Newsletter

4/14/09 - The Spring 2009 (PDF) edition of the CAC newsletter is available.

Newsletter Archive

 

The University of Florida , the University of Arizona and Rutgers, the State University of New Jersey , have established a national research center for autonomic computing (CAC).

This center is funded by the Industry/University Cooperative Research Center program of the National Science Foundation, CAC members from industry and government, and university matching funds.

Robust Clustering Analysis for Self-Monitoring Distributed Systems

Principal researchers: Manish Parashar and Andres Quiroz (Rutgers University), Current collaborators: Naveen Sharma and Nathan Gnanasambandam (XEROX)

The control and timely management of large-scale distributed systems, such as device networks, data centers, and compute clusters are tasks that are rapidly exceeding human ability, given their complexity, dynamics, and large amounts of data involved.
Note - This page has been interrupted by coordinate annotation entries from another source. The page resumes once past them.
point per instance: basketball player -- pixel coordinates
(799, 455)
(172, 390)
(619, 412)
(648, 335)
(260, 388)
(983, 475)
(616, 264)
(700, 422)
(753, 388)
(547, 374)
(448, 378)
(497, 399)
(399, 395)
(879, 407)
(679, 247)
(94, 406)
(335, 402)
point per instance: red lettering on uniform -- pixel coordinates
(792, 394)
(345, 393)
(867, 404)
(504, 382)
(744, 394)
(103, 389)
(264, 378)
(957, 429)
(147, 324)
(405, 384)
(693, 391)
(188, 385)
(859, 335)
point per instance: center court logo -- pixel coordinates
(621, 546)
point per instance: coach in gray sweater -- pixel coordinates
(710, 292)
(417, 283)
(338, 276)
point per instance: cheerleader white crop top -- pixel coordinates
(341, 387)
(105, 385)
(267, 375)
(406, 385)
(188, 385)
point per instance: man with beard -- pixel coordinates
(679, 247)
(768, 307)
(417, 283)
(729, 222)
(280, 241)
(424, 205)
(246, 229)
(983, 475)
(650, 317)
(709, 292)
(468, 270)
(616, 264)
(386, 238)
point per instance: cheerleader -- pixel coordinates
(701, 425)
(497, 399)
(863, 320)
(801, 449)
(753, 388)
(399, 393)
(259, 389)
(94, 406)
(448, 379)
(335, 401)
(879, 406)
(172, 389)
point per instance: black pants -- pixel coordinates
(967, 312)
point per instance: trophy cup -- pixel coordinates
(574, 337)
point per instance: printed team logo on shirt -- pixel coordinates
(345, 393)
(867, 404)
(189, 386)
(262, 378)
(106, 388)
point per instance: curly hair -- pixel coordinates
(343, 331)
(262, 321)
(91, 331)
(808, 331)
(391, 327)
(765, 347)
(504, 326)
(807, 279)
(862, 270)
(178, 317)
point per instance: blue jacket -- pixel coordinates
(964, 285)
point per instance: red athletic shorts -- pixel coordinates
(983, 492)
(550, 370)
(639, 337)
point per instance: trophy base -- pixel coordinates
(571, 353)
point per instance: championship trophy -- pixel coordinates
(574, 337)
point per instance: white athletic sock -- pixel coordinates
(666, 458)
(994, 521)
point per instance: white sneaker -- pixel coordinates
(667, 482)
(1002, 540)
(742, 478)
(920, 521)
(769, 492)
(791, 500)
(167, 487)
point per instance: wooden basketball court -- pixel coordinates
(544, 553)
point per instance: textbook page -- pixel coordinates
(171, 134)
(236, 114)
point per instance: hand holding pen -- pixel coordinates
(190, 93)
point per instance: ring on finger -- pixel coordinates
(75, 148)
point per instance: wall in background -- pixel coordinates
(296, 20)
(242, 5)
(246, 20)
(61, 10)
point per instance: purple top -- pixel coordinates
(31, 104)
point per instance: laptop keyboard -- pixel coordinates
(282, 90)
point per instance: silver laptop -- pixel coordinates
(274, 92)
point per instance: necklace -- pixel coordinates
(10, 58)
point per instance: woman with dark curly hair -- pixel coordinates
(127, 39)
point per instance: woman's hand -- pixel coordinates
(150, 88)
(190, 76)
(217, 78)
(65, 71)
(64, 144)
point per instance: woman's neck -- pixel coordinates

Thus, the automated and online management of these systems is essential to ensure their continued performance and robust operation. Fortunately, systems' available in-network resources can be harnessed to perform self-monitoring and data analysis tasks which are crucial for effective management.

A self-monitoring system is able to observe and analyze system state and behavior, to discover anomalies or violations, and to notify autonomic or human administrators in a timely manner so that appropriate management actions can be effectively applied. Furthermore, implementing the analysis technique in a decentralized and in-network fashion (using network resources and minimal extraneous information) ensures computational tractability and acceptable response times. However, because self-monitoring mechanisms are subject to the same failures that occur in the network that they are helping to manage, the robustness of these mechanisms is of great importance to ensure overall system reliability. Therefore, it is very important to ensure the robustness of the proposed solution at different levels.

Working toward achieving the goals outlined above, the main contribution of this work is the formulation and validation of a robust decentralized data analysis mechanism [1] that applies density-based clustering techniques [2-4] to identify anomalies and clusters of arbitrary size and shape in monitoring data. Clustering data is given in the form of periodic behavior and operational status updates events from system components, defined in terms of known attributes. The event attributes are used to construct a multidimensional coordinate space, which is then used to measure the similarity of events. Components that behave in a similar fashion can then be identified by the clusters formed by their status events in this space, while devices with abnormal behavior will produce isolated events. The clustering algorithm requires minimal computation at processing nodes, which makes it suitable for online execution.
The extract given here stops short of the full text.